Even as it was
a few left, but about twenty of the chronics stayed, and it looked as if
we might be able to keep going.
Miss Patty sent to town for a black veil for me, and even went to the
funeral. It helped to take my mind off my troubles to think who it was
that was holding my hand and comforting me, and when, toward the end
of the service, she got out her handkerchief and wiped her eyes I was
almost overcome, she being, so to speak, in the very shadow of a throne.
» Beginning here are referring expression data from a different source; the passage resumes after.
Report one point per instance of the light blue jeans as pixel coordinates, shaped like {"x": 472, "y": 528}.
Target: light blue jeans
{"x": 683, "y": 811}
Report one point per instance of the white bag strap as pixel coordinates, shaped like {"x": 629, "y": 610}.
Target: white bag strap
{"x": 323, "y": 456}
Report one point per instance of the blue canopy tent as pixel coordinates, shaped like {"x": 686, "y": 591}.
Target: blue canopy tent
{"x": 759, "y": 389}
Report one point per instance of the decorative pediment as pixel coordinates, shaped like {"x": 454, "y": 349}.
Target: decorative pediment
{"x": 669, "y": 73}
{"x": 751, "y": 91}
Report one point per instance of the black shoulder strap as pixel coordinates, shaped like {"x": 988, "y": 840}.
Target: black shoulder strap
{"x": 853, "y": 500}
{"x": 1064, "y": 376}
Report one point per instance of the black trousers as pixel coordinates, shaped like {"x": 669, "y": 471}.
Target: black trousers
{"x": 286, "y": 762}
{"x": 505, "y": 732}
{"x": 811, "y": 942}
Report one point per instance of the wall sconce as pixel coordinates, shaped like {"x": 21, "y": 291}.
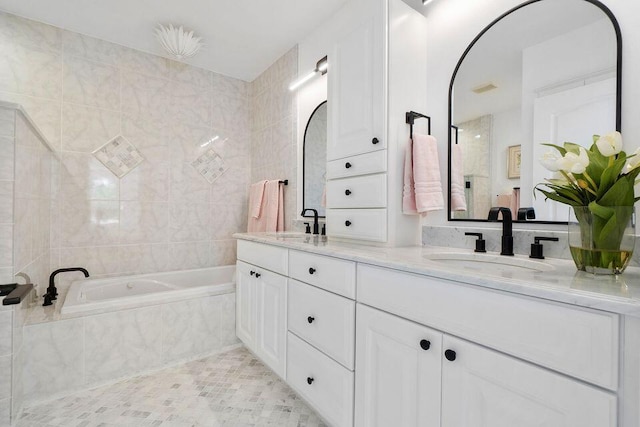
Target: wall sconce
{"x": 321, "y": 69}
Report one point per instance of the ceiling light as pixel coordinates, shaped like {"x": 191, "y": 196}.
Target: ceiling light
{"x": 321, "y": 69}
{"x": 177, "y": 41}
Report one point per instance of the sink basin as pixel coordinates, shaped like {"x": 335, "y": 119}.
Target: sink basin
{"x": 489, "y": 263}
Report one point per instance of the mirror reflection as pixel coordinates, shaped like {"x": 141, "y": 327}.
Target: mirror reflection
{"x": 315, "y": 160}
{"x": 547, "y": 72}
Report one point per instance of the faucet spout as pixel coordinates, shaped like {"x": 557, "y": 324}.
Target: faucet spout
{"x": 316, "y": 227}
{"x": 507, "y": 228}
{"x": 52, "y": 291}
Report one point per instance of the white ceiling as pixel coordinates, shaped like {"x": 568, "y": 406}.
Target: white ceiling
{"x": 242, "y": 37}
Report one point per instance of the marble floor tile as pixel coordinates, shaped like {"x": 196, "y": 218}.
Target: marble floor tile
{"x": 228, "y": 389}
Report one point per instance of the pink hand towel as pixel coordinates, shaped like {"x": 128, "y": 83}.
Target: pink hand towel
{"x": 408, "y": 190}
{"x": 426, "y": 174}
{"x": 458, "y": 199}
{"x": 256, "y": 194}
{"x": 272, "y": 213}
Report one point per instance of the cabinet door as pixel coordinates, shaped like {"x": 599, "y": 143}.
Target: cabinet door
{"x": 245, "y": 304}
{"x": 271, "y": 334}
{"x": 398, "y": 378}
{"x": 356, "y": 87}
{"x": 484, "y": 388}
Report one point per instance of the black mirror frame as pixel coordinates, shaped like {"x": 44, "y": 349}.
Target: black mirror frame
{"x": 616, "y": 27}
{"x": 304, "y": 145}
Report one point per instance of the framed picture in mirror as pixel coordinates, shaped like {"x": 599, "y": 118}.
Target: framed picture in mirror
{"x": 514, "y": 161}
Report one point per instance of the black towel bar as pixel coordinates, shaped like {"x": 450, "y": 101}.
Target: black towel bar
{"x": 410, "y": 118}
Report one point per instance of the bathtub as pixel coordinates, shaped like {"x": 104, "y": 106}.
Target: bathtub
{"x": 95, "y": 296}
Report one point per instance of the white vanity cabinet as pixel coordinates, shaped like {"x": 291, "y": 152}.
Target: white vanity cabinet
{"x": 261, "y": 301}
{"x": 368, "y": 98}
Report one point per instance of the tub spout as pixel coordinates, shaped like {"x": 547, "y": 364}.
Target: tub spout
{"x": 52, "y": 291}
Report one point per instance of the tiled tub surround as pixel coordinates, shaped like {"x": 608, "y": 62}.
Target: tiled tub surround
{"x": 163, "y": 215}
{"x": 72, "y": 354}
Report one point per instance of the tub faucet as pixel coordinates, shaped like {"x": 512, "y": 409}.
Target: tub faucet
{"x": 507, "y": 228}
{"x": 52, "y": 291}
{"x": 315, "y": 220}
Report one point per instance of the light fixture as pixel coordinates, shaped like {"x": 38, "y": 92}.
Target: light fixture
{"x": 177, "y": 41}
{"x": 321, "y": 68}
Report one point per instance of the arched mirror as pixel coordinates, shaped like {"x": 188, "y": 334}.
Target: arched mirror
{"x": 545, "y": 71}
{"x": 314, "y": 162}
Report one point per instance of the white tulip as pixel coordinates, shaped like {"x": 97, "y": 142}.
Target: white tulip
{"x": 633, "y": 162}
{"x": 550, "y": 160}
{"x": 574, "y": 163}
{"x": 610, "y": 144}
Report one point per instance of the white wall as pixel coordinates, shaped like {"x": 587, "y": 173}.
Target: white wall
{"x": 452, "y": 24}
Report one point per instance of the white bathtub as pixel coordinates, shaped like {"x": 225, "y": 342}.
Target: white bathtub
{"x": 94, "y": 296}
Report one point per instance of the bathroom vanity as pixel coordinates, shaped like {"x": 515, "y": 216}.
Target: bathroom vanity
{"x": 425, "y": 336}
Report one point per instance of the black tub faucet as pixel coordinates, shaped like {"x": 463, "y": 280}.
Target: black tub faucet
{"x": 507, "y": 228}
{"x": 315, "y": 220}
{"x": 52, "y": 291}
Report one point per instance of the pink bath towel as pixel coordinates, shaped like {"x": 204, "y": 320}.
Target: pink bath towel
{"x": 426, "y": 174}
{"x": 458, "y": 199}
{"x": 272, "y": 213}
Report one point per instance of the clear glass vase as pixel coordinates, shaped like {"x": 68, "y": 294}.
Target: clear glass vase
{"x": 604, "y": 243}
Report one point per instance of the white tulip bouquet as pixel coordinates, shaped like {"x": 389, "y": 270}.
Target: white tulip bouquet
{"x": 599, "y": 184}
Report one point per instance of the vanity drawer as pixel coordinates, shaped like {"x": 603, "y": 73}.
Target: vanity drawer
{"x": 269, "y": 257}
{"x": 579, "y": 342}
{"x": 362, "y": 224}
{"x": 333, "y": 274}
{"x": 331, "y": 386}
{"x": 369, "y": 191}
{"x": 362, "y": 164}
{"x": 324, "y": 320}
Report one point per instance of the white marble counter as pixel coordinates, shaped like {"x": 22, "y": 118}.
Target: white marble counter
{"x": 618, "y": 294}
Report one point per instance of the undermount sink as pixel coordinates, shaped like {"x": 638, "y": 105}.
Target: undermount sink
{"x": 488, "y": 263}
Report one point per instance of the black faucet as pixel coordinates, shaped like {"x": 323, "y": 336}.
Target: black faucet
{"x": 507, "y": 228}
{"x": 52, "y": 291}
{"x": 315, "y": 220}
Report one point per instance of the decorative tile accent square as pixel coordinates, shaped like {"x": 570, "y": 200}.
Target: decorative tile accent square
{"x": 119, "y": 156}
{"x": 232, "y": 389}
{"x": 210, "y": 165}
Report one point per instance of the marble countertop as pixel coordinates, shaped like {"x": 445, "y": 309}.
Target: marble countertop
{"x": 617, "y": 294}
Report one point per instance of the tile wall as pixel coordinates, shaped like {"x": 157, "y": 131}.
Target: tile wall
{"x": 274, "y": 128}
{"x": 163, "y": 215}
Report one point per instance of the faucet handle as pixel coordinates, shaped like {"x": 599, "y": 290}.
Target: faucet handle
{"x": 537, "y": 248}
{"x": 480, "y": 242}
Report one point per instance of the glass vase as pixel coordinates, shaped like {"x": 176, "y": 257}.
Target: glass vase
{"x": 604, "y": 243}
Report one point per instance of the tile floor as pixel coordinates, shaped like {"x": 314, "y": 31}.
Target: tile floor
{"x": 228, "y": 389}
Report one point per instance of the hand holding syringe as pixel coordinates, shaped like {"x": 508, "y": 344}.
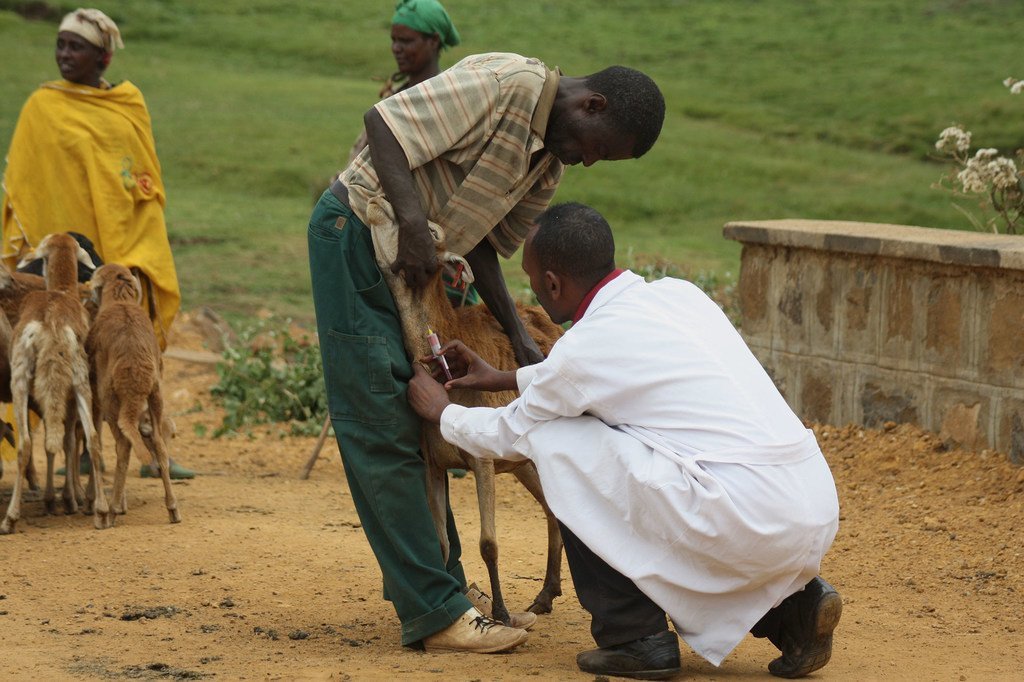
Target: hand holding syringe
{"x": 435, "y": 348}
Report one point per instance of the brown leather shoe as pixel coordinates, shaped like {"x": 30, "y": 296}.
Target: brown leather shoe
{"x": 483, "y": 603}
{"x": 651, "y": 657}
{"x": 805, "y": 636}
{"x": 475, "y": 633}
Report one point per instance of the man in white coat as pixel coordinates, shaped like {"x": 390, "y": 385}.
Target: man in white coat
{"x": 683, "y": 481}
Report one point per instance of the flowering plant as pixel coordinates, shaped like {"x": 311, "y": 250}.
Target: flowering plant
{"x": 996, "y": 178}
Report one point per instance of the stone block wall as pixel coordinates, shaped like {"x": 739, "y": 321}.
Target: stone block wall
{"x": 864, "y": 323}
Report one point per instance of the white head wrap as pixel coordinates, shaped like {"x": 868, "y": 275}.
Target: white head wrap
{"x": 95, "y": 27}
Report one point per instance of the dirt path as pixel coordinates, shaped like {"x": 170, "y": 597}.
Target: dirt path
{"x": 270, "y": 578}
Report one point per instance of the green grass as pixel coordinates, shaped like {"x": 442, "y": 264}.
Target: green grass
{"x": 806, "y": 109}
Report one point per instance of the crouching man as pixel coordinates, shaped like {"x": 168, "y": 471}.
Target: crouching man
{"x": 683, "y": 481}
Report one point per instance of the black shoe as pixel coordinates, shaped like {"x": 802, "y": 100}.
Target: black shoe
{"x": 651, "y": 657}
{"x": 808, "y": 619}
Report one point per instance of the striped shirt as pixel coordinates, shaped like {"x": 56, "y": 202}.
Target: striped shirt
{"x": 474, "y": 138}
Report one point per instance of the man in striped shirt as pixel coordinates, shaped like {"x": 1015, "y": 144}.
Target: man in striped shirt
{"x": 479, "y": 151}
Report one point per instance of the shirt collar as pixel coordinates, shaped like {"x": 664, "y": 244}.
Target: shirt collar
{"x": 585, "y": 303}
{"x": 539, "y": 125}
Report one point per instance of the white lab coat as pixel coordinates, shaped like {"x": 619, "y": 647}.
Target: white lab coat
{"x": 664, "y": 445}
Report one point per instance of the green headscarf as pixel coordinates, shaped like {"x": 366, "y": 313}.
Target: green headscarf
{"x": 426, "y": 16}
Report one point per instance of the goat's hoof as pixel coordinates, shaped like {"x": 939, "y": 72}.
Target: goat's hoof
{"x": 103, "y": 520}
{"x": 543, "y": 603}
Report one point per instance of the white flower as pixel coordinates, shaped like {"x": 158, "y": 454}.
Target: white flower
{"x": 953, "y": 138}
{"x": 972, "y": 180}
{"x": 984, "y": 156}
{"x": 1004, "y": 173}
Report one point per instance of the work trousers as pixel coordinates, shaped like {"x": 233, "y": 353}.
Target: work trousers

After it was all over the relatives gathered in the sun parlor of the
sanatorium to hear the will--Mr. Van Alstyne and his wife and about
twenty more who had come up from the city for the funeral and stayed
over--on the house.
Well, the old doctor left me the buttons for his full dress waistcoat
and his favorite copy of Gray's Anatomy. I couldn't exactly set up
housekeeping with my share of the estate, but when the lawyer read that
part of the will aloud and a grin went around the room I flounced out of
my chair.
"Maybe you think I'm disappointed," I said, looking hard at the family,
who weren't making any particular pretense at grief, and at the house
people standing around the door. "Maybe you think it's funny to see an
unmarried woman get a set of waistcoat buttons and a medical book. Well,
that set of buttons was the set he bought in London on his wedding trip,
and the book's the one he read himself to sleep with every night for
twenty years. I'm proud to get them."
Mr. Van Alstyne touched me on the arm.
"Everybody knows how loyal you've been, Minnie," he assured me. "Now sit
down like a good girl and listen to the rest of the will."
"While I'm up I might as well get something else off my mind," I said.
"I know what's in that will, but I hadn't anything to do with it, Mr.
Van Alstyne. He took advantage of my being laid up with influenza last
spring."
They thought that was funny, but a few minutes later they weren't so
cheerful. You see the sanatorium was a mighty fine piece of property,
with a deer park and golf links. We'd had plenty of offers to sell it
for a summer hotel, but we'd both been dead against it. That was one of
the reasons for the will.
The whole estate was left to Dicky Carter, who hadn't been able to come,
owing to his being laid up with an attack of mumps. The family sat up
and nodded at one another, or held up its hands, but when they heard
there was a condition they breathed easier.